Da tut sich was: Die Bauarbeiten am Laimer Bahnhof schreiten sichtlich voran. Bei welchen Punkten es noch Unklarheiten gibt. Die Bahn-Sprecher geben einen Überblick.

Laim - Der Lichthof am Laimer Bahnhof wurde jetzt neu überdeckt, die sogenannte Stabbogenbrücke ist bereits an ihrem Platz und westlich entstehen weitere Überwerfungsbauwerke: Die Bauarbeiten an der 2. Stammstrecke schreiten sichtbar voran.

„Die Arbeiten an der Umweltverbundröhre (UVR) von Norden bis zur Station Laim sind bereits abgeschlossen“, so eine Bahn-Sprecherin. In der jüngsten Sitzung des Bezirksausschusses Laim gaben Jörg Mader und Isabel Dresel von der Deutschen Bahn einen bautechnischen Überblick und versuchten, die Fragen der Lokalpolitiker zu beantworten.

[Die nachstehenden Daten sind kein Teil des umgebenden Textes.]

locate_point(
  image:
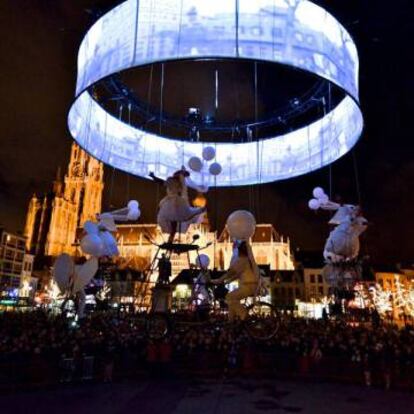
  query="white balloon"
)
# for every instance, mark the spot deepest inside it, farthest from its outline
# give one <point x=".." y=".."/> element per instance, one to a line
<point x="209" y="153"/>
<point x="195" y="164"/>
<point x="63" y="270"/>
<point x="90" y="227"/>
<point x="203" y="261"/>
<point x="109" y="242"/>
<point x="92" y="244"/>
<point x="241" y="225"/>
<point x="318" y="192"/>
<point x="324" y="199"/>
<point x="133" y="205"/>
<point x="215" y="168"/>
<point x="314" y="204"/>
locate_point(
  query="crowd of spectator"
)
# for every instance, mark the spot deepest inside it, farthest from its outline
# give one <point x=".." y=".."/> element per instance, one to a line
<point x="381" y="354"/>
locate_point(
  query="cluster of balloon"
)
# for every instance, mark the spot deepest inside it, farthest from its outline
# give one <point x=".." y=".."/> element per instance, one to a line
<point x="203" y="261"/>
<point x="241" y="225"/>
<point x="209" y="153"/>
<point x="67" y="275"/>
<point x="99" y="241"/>
<point x="320" y="199"/>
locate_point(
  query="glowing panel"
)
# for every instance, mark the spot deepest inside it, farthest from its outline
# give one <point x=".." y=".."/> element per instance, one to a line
<point x="292" y="32"/>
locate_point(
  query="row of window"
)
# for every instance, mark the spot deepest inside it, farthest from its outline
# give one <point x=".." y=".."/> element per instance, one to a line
<point x="313" y="278"/>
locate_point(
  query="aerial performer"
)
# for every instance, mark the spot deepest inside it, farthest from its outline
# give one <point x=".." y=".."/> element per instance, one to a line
<point x="243" y="268"/>
<point x="175" y="213"/>
<point x="342" y="247"/>
<point x="200" y="294"/>
<point x="97" y="242"/>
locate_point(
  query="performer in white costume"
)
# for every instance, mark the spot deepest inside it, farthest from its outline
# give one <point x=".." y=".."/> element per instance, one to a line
<point x="97" y="242"/>
<point x="175" y="212"/>
<point x="342" y="246"/>
<point x="245" y="270"/>
<point x="200" y="294"/>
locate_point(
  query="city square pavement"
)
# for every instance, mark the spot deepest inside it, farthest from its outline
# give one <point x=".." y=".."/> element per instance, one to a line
<point x="222" y="396"/>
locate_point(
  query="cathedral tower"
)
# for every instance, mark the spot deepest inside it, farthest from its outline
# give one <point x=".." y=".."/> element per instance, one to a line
<point x="52" y="221"/>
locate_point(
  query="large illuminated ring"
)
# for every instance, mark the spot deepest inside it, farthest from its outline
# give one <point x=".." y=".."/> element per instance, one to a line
<point x="292" y="32"/>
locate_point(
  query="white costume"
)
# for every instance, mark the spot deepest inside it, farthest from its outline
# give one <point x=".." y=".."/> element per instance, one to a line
<point x="97" y="242"/>
<point x="343" y="242"/>
<point x="175" y="207"/>
<point x="342" y="246"/>
<point x="200" y="293"/>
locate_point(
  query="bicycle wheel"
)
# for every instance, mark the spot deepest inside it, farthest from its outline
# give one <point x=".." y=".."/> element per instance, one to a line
<point x="262" y="322"/>
<point x="157" y="326"/>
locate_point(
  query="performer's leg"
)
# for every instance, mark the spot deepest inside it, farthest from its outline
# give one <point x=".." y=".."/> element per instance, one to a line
<point x="236" y="309"/>
<point x="172" y="232"/>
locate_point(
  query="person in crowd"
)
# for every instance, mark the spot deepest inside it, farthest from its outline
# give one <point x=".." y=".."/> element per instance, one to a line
<point x="245" y="270"/>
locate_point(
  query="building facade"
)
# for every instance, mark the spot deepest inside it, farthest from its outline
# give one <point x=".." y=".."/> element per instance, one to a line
<point x="53" y="219"/>
<point x="15" y="264"/>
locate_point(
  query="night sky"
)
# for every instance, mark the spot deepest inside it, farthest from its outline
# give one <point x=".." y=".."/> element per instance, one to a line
<point x="39" y="42"/>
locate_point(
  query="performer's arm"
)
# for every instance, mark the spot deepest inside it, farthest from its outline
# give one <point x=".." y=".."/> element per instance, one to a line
<point x="156" y="179"/>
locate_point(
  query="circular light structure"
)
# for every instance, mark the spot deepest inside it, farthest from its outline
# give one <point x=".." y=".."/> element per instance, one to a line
<point x="296" y="33"/>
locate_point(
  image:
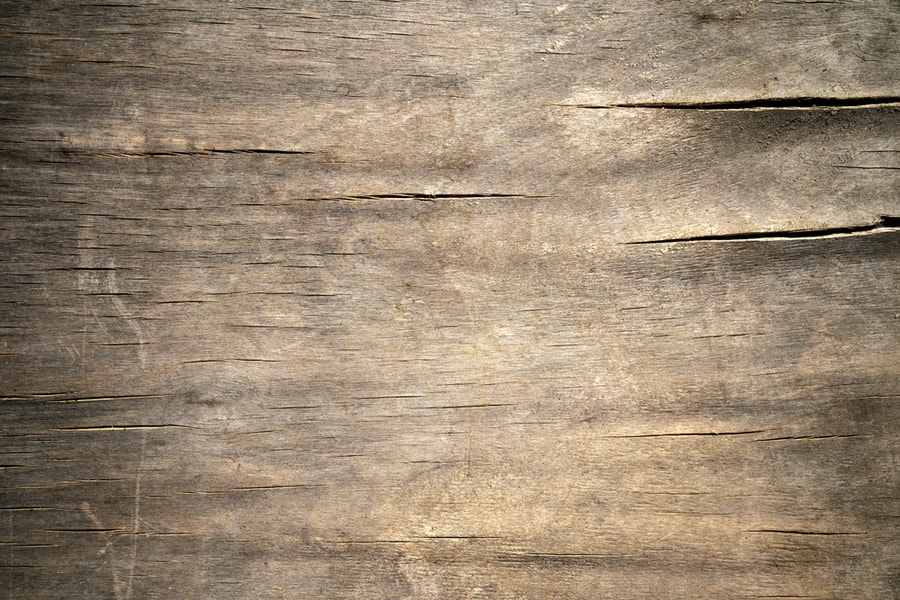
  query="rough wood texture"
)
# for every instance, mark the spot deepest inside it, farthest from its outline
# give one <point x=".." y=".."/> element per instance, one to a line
<point x="450" y="300"/>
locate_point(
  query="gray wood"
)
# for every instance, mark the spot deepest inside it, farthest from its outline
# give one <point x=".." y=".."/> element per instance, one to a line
<point x="380" y="299"/>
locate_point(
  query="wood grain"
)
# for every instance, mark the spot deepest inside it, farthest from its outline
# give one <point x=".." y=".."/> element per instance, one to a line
<point x="411" y="300"/>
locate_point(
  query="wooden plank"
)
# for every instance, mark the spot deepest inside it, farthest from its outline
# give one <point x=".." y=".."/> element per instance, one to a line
<point x="188" y="75"/>
<point x="412" y="300"/>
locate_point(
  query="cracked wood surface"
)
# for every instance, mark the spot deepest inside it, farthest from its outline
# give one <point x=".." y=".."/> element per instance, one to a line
<point x="432" y="300"/>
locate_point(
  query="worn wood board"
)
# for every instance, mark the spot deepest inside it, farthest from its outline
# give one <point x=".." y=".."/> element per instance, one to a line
<point x="449" y="300"/>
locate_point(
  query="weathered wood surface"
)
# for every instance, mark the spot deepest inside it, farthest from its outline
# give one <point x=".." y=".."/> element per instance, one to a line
<point x="342" y="300"/>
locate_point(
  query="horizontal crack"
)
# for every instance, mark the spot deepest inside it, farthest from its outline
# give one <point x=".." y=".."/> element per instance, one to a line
<point x="199" y="152"/>
<point x="800" y="103"/>
<point x="686" y="434"/>
<point x="419" y="196"/>
<point x="883" y="224"/>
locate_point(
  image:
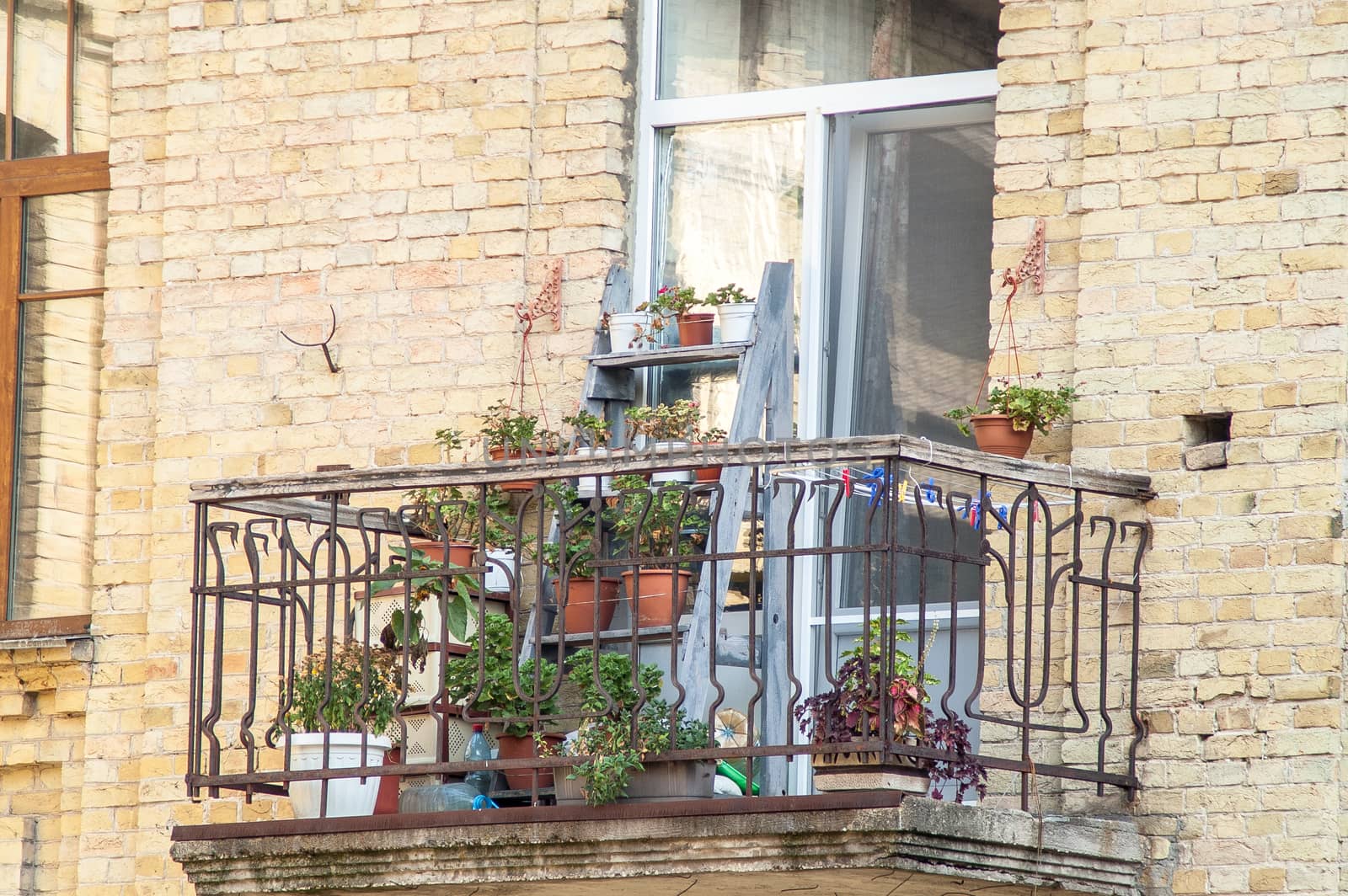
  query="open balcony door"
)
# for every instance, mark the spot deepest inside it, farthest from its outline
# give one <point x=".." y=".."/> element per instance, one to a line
<point x="907" y="310"/>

Auf der Südseite findet derzeit und in den kommenden Monaten die Phase der Baufeldfreimachung statt. Am Bahnhof selbst stünden immer wieder 24-Stunden-Arbeiten an, die laut einer Bahn-Sprecherin aber nur zu „kurzfristigen, temporären Sperrungen von wenigen Minuten“ führen würden. Große Sperrungen seien aktuell nicht vorgesehen.

Die konkreteste Aussage des Abends: Im April geht der neue Bahnsteig mit Gleis 1 in Betrieb. Doch Unklarheit herrscht weiterhin beim Thema Barrierefreiheit. Der Interimsaufzug (Foto unten) werde über Stege und Brücken mit dem neuen Bahnsteig verbunden. Mader gab zu, dass dies „tricky“ werde. Bis Oktober 2022 bleiben die Bahnsteige mit dem derzeitigen Lift erreichbar.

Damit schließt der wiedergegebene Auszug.